My baby is now twenty weeks old, though I've stopped counting weeks and moved on to a vague approximation of months. I actually had to go to the calender to count the weeks out. I'd blame my nonchalant generalizing of age on him being a fifth child, but I think I always did this. Mostly because I was too tired to keep better track.
Other than the age generalization, there aren't too many things that feel the same about being a mother again. Most things feel completely different. Where I once had total cabin fever in the first months with a newborn, I am now praying for snow days so I don't have to leave the house for the older kids' activities.

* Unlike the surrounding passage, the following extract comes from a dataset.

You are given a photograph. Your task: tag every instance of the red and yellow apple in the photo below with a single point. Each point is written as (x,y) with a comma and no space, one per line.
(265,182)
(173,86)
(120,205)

I no longer feel the need to prove that I can do it all, and am content to use my new baby as an excuse to get out of a multitude of things so I can have my leisurely mornings in bed with him. And I feel absolutely no rush for rolling, starting solids, or clothes that make him look like anything other than a baby.

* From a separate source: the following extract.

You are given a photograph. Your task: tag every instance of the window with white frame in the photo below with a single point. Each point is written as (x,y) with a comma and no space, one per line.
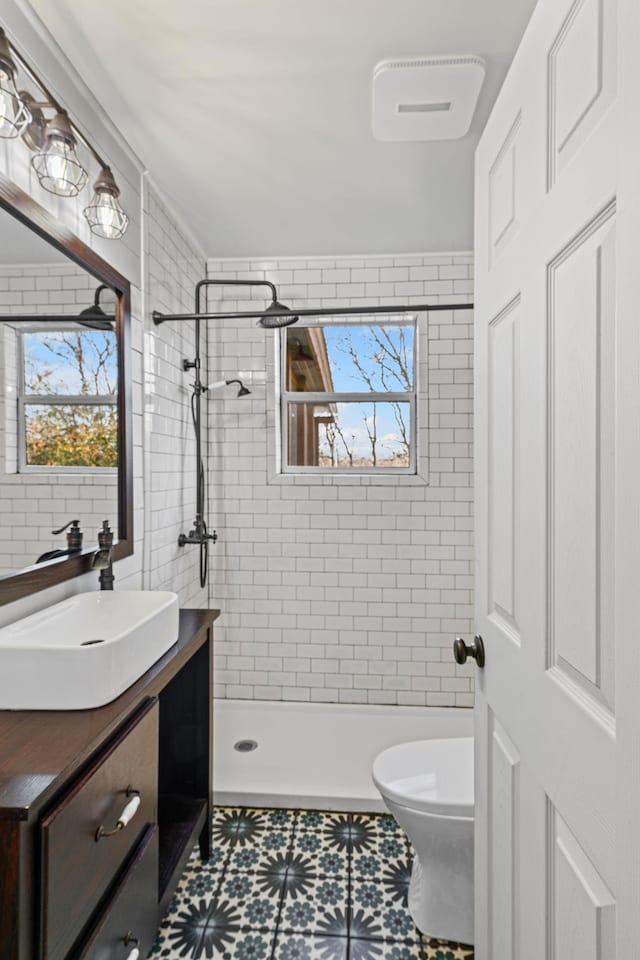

I do seem to embrace a certain amount of organization after each child, I can only guess out of necessity as I am at heart a total scatterbrain. I can't manage to focus, though, wishing to do a bazillion photo projects (a 365? a p52? by himself? with siblings? with me? in the same place once a month?) and shaking my head sadly when I realize our tiny baby time is already gone and I'm just going to have to grab what I can....because as precious as this has been, I don't plan to do it again.